I'm assuming this will have similar scores to the original 40B model, in which case LLaMa2 70b would outperform it. The avg score on the Open LLM Leaderboard of LLaMa2 70b instruct is 72.3.
Falcon-40B is 63.4 or 61.5 on the non instruction tuned version.
It's a good observations- there are so many unknowns about all these models. Every day there's a new wizard_uncensored_rhlf_alpaca_tuned_best_one_use_this_13B_4.6-bit_rqm.pth that gets released, it's almost impossible to know the relative merits and which are worth paying attention to.
How true. Every time I browse a model listing there are four word descriptions with little sense of versioning, provenance, hardware requirements, or any reason why I would choose one vs the other.

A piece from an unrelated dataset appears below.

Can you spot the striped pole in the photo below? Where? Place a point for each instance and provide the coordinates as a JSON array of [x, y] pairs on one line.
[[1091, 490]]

The architecture is the same I belive, it's just a fine tune so there's nothing special to be done for this version. That said, ggml doesn't support Falcon, but i saw today there is a fork that claims to, though I didn't try it.

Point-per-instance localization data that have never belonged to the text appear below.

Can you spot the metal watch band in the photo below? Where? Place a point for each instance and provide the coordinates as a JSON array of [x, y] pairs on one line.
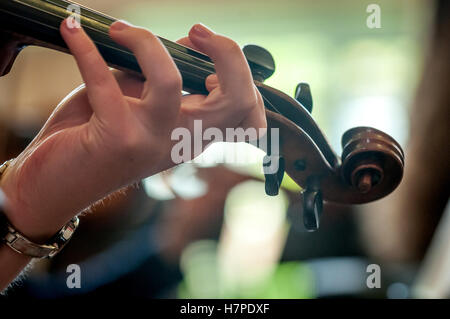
[[19, 243]]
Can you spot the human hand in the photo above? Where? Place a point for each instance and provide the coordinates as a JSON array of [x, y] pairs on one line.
[[114, 132]]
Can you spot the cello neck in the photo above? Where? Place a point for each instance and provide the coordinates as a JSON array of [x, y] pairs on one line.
[[37, 22]]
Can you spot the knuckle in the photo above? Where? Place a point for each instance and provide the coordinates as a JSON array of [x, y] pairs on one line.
[[145, 35], [250, 101], [231, 47]]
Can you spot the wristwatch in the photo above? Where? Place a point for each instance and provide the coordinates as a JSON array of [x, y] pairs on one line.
[[19, 243]]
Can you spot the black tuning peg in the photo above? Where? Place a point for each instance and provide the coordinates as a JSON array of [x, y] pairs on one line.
[[273, 171], [303, 96], [312, 209], [260, 61]]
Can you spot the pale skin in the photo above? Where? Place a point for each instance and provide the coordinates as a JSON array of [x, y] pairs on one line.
[[116, 129]]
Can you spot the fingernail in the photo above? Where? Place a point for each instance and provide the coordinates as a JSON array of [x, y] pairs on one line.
[[120, 25], [72, 25], [201, 31]]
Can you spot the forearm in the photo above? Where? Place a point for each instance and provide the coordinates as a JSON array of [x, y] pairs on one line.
[[11, 265]]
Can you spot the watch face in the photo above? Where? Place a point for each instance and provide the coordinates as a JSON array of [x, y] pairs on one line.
[[3, 224]]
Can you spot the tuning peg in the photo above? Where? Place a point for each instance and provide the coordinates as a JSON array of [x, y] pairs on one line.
[[273, 173], [303, 96], [312, 209], [260, 61]]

Right, I'm being stupid, that's the fork I saw earlier today I didn't realize. Have you tried it? Iirc the documentation mentioned at 2-bit quantizatikn of the 40B model performing well. I've been using a 5-bit 7B llama2 which I'm generally happy with (because it can run in a pretty crappy machine) but interested to see the differences.
Kind of. There's https://github.com/Hannibal046/Awesome-LLM and you can follow the subreddit too. They're not amazing though, so I'm in the process of making my own catalogue.
We ditched most of our focus on Falcon 40B after Llama 2 70B came out, both the tokens per sec and quality of results are not even close.